New hope for breast cancer patients

Women affected by breast cancer have new hope in the form of a nanotechnology-based drug that promises early identification and effective treatment of the disease. “Researchers have been working on finding new ways that could help patients fight breast cancer. Nanotechnology is the latest, which could bring a revolution,” said Harsh Dua, senior consultant in the Oncology Department at the Apollo Hospital. He said researchers in India are now able to develop a drug that is “more effective and comparatively more safer.”

The drug, a “nanoparticle formulation” of the anti-cancer drug Paclitaxel, promises new hope to thousands of breast cancer patients. In India, at 1.4 lakh, cervical cancer is the most widely reported. This is followed by cancers of the breast (80,000) and mouth (70,000). The drug would be injected into the patient during treatment, Dua said. “The nanoparticles in the drug shows preference for the tumour cell and chalks its own course. This helps because the other good cells are not affected and thus there are no side-effects,” he said.

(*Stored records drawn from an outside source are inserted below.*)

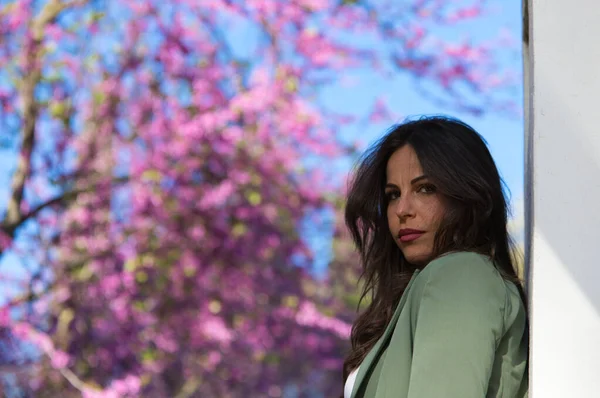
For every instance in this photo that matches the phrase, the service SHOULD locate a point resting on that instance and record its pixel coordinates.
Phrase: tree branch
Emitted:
(31, 79)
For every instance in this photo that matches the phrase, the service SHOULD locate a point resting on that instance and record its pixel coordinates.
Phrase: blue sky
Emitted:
(503, 134)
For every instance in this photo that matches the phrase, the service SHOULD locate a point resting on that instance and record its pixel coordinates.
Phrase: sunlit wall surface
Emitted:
(564, 146)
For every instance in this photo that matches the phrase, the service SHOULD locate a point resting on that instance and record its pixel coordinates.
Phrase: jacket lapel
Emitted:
(368, 362)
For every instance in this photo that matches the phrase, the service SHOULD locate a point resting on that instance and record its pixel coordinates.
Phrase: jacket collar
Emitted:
(369, 360)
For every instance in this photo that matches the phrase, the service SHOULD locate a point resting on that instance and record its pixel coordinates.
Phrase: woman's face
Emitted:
(415, 209)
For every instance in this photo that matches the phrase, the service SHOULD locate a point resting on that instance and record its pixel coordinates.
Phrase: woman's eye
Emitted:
(391, 195)
(427, 188)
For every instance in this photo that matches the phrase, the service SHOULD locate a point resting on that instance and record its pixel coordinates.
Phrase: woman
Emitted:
(447, 317)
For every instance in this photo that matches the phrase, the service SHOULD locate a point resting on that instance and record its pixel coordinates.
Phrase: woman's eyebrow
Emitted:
(417, 179)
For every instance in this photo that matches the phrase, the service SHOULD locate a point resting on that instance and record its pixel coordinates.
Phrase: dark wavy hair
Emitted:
(456, 159)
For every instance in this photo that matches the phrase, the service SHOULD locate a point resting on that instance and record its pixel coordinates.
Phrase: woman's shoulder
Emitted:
(463, 262)
(463, 271)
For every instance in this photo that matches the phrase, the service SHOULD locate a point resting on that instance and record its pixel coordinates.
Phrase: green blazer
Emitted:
(459, 331)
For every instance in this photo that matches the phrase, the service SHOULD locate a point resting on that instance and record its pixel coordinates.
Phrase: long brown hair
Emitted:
(456, 159)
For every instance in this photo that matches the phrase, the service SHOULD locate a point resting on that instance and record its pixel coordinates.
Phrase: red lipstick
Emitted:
(408, 235)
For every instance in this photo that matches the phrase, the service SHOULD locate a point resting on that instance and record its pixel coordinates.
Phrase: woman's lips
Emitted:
(410, 237)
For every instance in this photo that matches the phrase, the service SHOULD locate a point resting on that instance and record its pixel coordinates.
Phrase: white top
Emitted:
(350, 383)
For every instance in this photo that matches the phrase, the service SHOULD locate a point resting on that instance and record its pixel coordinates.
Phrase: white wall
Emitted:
(563, 164)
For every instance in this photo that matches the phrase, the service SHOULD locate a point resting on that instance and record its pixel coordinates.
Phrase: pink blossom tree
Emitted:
(159, 185)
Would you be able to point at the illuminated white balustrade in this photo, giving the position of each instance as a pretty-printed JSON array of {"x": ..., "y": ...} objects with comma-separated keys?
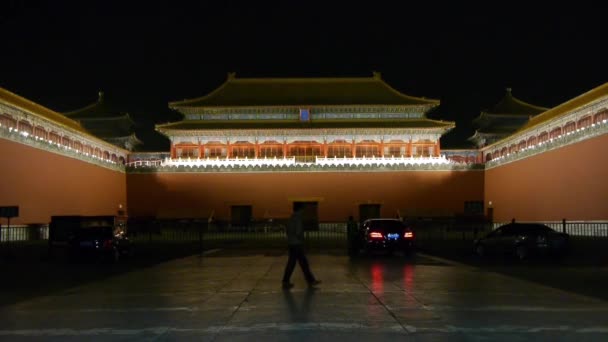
[
  {"x": 232, "y": 162},
  {"x": 283, "y": 162},
  {"x": 378, "y": 161}
]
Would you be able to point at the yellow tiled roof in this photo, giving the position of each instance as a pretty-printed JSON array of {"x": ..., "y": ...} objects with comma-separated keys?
[
  {"x": 303, "y": 91},
  {"x": 34, "y": 108},
  {"x": 567, "y": 107}
]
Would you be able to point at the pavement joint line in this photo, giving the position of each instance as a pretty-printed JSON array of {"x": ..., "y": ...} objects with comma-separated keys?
[
  {"x": 311, "y": 326},
  {"x": 472, "y": 267},
  {"x": 388, "y": 310},
  {"x": 248, "y": 294}
]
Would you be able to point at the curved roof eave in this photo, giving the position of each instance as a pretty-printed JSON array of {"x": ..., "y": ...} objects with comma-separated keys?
[
  {"x": 231, "y": 79},
  {"x": 12, "y": 99},
  {"x": 562, "y": 109}
]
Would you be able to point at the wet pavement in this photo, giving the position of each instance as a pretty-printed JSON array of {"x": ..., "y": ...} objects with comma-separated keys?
[{"x": 227, "y": 296}]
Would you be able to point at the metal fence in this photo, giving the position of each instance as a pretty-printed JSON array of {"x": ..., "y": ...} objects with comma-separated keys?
[
  {"x": 24, "y": 233},
  {"x": 574, "y": 228},
  {"x": 269, "y": 232}
]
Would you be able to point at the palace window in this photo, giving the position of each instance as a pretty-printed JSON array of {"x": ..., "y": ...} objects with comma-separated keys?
[
  {"x": 423, "y": 151},
  {"x": 569, "y": 127},
  {"x": 215, "y": 152},
  {"x": 25, "y": 127},
  {"x": 65, "y": 141},
  {"x": 8, "y": 121},
  {"x": 187, "y": 152},
  {"x": 556, "y": 132},
  {"x": 304, "y": 151},
  {"x": 339, "y": 151},
  {"x": 600, "y": 117},
  {"x": 271, "y": 151},
  {"x": 584, "y": 122},
  {"x": 78, "y": 146},
  {"x": 367, "y": 151},
  {"x": 522, "y": 145},
  {"x": 394, "y": 151},
  {"x": 55, "y": 138},
  {"x": 40, "y": 132},
  {"x": 243, "y": 151}
]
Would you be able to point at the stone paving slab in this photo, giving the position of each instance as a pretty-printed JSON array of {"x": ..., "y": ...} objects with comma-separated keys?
[{"x": 223, "y": 297}]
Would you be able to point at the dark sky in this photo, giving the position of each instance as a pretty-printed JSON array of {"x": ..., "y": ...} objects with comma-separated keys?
[{"x": 146, "y": 54}]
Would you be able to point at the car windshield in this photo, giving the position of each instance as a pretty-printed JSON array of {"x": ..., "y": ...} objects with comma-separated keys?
[
  {"x": 525, "y": 228},
  {"x": 95, "y": 233},
  {"x": 386, "y": 224}
]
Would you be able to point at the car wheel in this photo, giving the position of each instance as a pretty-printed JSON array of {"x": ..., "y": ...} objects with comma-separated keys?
[
  {"x": 480, "y": 250},
  {"x": 115, "y": 255},
  {"x": 521, "y": 252}
]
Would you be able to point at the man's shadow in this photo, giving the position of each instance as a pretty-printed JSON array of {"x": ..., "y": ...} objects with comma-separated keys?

The oncologist, who has been actively involved in the work, claimed the drug could be used to target any kind of cancer, but could prove more effective to combat breast cancer. “The drugs that are in the market currently have lot of side-effects like affecting the heart, damaging the nerve and depressing the blood count. But this drug has no such side-effects,” Dua said.

Describing breast cancer as a lifestyle disease, Dua believes that research activities in the country are the only way to bring the cost of the drugs down. “Cancer treatment is costly,” he said “The early advance in technology counts a lot. If it could cure one to two per cent of the cancer population. It will be wonderful.”